¿Es inevitable engordar con la edad?

No son pocas las personas que se preguntan si el ir ganando años es un factor de riesgo para ir sumando al mismo tiempo kilos. El caso es que la evolución del peso en función de la edad son dos variables que han sido observadas juntas con mucha frecuencia y, cuando se hace, es frecuente encontrarse con este tipo de relación: cuanta mayor es la edad del colectivo que observamos (entre los adultos claro) mayor es la proporción de personas con sobrepeso u obesidad.

Este es un ejemplo de lo que les hablo: Los porcentajes de población en situación de peso normal, sobrepeso y obesidad de la población adulta española en base a su Índice de Masa Corporal (IMC) según la última Encuesta Europea de Salud 2009 (datos del Instituto Nacional de Estadística)

 

 

La realidad es incontestable, a más edad, mayor peso, pero… ¿están relacionadas estas dos variables?, es decir ¿influye la edad como tal en la ganancia de peso?

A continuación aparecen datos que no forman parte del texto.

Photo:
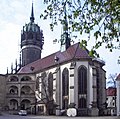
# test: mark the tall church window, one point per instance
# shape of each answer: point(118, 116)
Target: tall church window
point(65, 87)
point(50, 86)
point(82, 80)
point(82, 87)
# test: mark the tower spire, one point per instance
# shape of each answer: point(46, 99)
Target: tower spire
point(32, 14)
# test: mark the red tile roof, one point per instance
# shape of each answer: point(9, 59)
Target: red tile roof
point(73, 52)
point(111, 91)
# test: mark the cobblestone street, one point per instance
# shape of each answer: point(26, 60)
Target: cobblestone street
point(7, 116)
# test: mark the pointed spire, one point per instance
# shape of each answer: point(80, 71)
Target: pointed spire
point(65, 28)
point(32, 14)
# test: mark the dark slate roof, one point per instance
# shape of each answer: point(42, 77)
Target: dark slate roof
point(111, 91)
point(73, 52)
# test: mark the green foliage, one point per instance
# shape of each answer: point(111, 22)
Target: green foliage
point(98, 17)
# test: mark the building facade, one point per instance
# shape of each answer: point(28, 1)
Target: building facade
point(118, 94)
point(70, 79)
point(56, 83)
point(111, 100)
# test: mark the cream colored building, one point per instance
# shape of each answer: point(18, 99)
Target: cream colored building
point(51, 85)
point(70, 78)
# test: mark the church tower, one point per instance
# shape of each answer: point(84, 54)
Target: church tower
point(32, 41)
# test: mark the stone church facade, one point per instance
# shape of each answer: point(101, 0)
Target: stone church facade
point(53, 84)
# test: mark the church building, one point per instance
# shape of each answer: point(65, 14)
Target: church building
point(53, 84)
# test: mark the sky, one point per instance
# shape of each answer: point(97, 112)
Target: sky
point(13, 16)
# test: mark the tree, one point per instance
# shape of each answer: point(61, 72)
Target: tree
point(98, 17)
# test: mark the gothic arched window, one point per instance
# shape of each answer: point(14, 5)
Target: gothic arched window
point(82, 87)
point(82, 102)
point(82, 80)
point(50, 86)
point(65, 87)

La respuesta es que no, al menos no de forma causa y efecto pese a que la evolución de ambas variables sea directa, son datos que derivan de un “estudio observacional” y por tanto ineficaz por sus características a la hora de aportar causalidad. Me explico: Se podría observar por ejemplo el consumo de sandía por parte de la población española y los fallecimientos por ahogamiento en piscinas. En esta hipotética y aparentemente ridícula observación quedaría en evidencia que cuanta más sandía consumen los españoles dentro del mismo año más españoles mueren ahogadas en las piscinas. Entonces, ¿hay una relación causa y efecto entre el consumo de sandía y el número de ahogados? La respuesta en este caso, como resulta lógico pensar, es que no. La realidad nos invita a pensar que es en verano cuando más sandías se consumen, y también cuando más se baña la gente y, desde el punto de vista de las probabilidades, cuanto más se bañe una población mayor riesgo de que haya ahogados. Es decir, todo ello ocurre en verano, y el comer sandías no está causalmente relacionado con el aumento del riesgo de morir en una piscina (al menos eso creo).

Con el peso y la edad ocurre igual, son dos hechos que ocurren al mismo tiempo pero que no tienen porqué estar relacionados. En este caso, la explicación de que estas dos variables tengan la misma tendencia (a más de lo uno, más de lo otro) hay que encontrarla en que, con la edad, nos movemos menos, recurrimos más al transporte mecanizado, practicamos menos deporte, nuestra composición corporal cambia (con menor masa magra metabólicamente más activa) etc. que en edades anteriores. Y, al mismo tiempo, comemos igual o incluso más; la alimentación, la «buena (y excesiva) mesa», las reuniones en torno de un mantel, los aperitivos, el picoteo, también desde el punto de vista de las probabilidades, aumentan. En definitiva, con la edad se gana peso no por la ganancia de años como tal, si no por que al ir haciéndonos mayores nuestro balance de energía, aquel que deriva de las calorías “positivas” que ingerimos con los alimentos y las “negativas” que gastamos con la actividad física (o el crecimiento, desarrollo, etc.) tiende, con mayor probabilidad, a ser positivo.

Así pues el mejor consejo que se puede dar en este sentido, es el de tratar de mantenernos lo más activos posible en relación con nuestras circunstancias y, a la vez, cuidar nuestra alimentación ya que es muy probable que no necesitemos tantas calorías como en otras edades.